Die Handlung von Genua ist im vergangnen Jahre sehr beträchtlich gewesen. Es sind nemlich im Jahre 1795 zu Genua 1004 Schiffe angekommen, worunter 164 Türkische, 5 Preußische, und nur 1 Holländisches waren. Vor der Revolution in Holland, waren ein grosser Theil der zu Genua ankommenden Schiffe Holländische. Es wurden auch zu Genua 80,000 Lasten Korn mehr als im Jahr 1794, deren Werth 22 Millionen betrug, eingeführt.


Zuverläßiges Schreiben aus Genua, vom 6ten April.[]

[2]

Der erste Streich, den die Französischen Generale, die sich in der Riviera befanden, mit den Franzosen die hier in ihren geheimen Diensten stehen, zu vollführen gedachten, ist mislungen, so wie die Ausführung des Complotts, das man geschmiedet, und deßen Vollbringung man dem Commißair Salicetti übertragen hatte. Der Anschlag gieng nemlich dahin, daß man am vorigen Sonntage, da eben eine allgemeine Proceßion vor sich gehen sollte, diese Stadt durch Verrätherey überrumpeln wollte. Es herrscht hier die Gewohnheit, daß am Sonntag nach Ostern alle geistliche Orden und alle Brüderschaften der Oratorien, deren Zahl 21 ausmacht, wovon jede wenigstens aus 200 Personen besteht, zusammen kommen. Alle Erscheinen in Mänteln mit Kappen und Mönchs-Kutten, wie die Büßenden zu tragen pflegen.

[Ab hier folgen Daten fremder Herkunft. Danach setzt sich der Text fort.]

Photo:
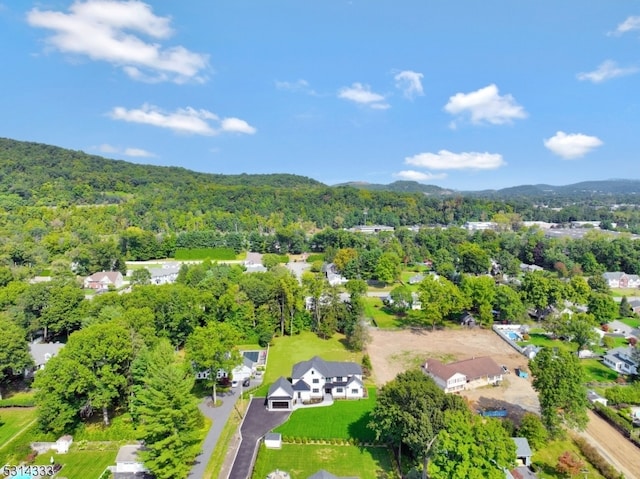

Einer der Mitschuldigen jenes Complotts, entdeckte, nachdem man versprochen hatte, daß er nicht gestraft werden sollte, das Geheimniß, und gab die Rädelsführer an, die in Genua die Verrätherey vollführen sollten. Gegen Mittag, grade, wenn die Proceßion im vollen Gange seyn mußte, sollte das Complott ausbrechen. Der Plan der Verräther war, daß, indem die Linien-Truppen und die Miliz die innern Plätze besetzten, und damit beschäftigt waren, sie sich des St. Thomas-Thors bemächtigen wollten, indeßen andre das sogenannte Laternen-Thor dem Feinde überliefern sollten. Die Regierung ließ sogleich die angegebnen Personen arretiren, und die Proceßion wurde, auf ihren Befehl, aufgeschoben. Jetzt ist man mit den Mitteln beschäftigt, allen Zufällen vorzubeugen; und sorgfältigst hat man alle Posten gut besetzen lassen, von der Lanterne bis zum äußersten Ende des Sporns, der neuen Befestigung auf der Höhe, die das Thal Polcevera beherrscht. Ueberdem schickte man noch eine starke Garnison nach dem Fort Diamant, welches von jener Seite das Thal Polcevera und das Thal Bisagno gleichfalls beherrscht.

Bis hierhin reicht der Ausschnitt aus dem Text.